Lesson 6a: Hypothesis Testing for One-Sample Proportion

As mentioned before, methods of making inferences about parameters are either estimating the parameter or testing a hypothesis about the value of the parameter. In this lesson, we will introduce the concepts of hypothesis testing. Then we will discuss hypothesis testing for a population proportion. In the next Lesson, we discuss inference for the population mean.

Objectives

Upon successful completion of this lesson, you should be able to:

6a.1 - Introduction to Hypothesis Testing

6a.1 - Introduction to Hypothesis Testing

Basic Terms

The first step in hypothesis testing is to set up two competing hypotheses. The hypotheses are the most important aspect. If the hypotheses are incorrect, your conclusion will also be incorrect.

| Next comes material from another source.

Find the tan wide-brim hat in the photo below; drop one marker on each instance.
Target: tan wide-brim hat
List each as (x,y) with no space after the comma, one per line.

The two hypotheses are named the null hypothesis and the alternative hypothesis.

The null hypothesis is typically denoted as \(H_0\). The null hypothesis states the "status quo". This hypothesis is assumed to be true until there is evidence to suggest otherwise.

The alternative hypothesis is typically denoted as \(H_a\) or \(H_1\). This is the statement that one wants to conclude. It is also called the research hypothesis.

The goal of hypothesis testing is to see if there is enough evidence against the null hypothesis. In other words, to see if there is enough evidence to reject the null hypothesis. If there is not enough evidence, then we fail to reject the null hypothesis.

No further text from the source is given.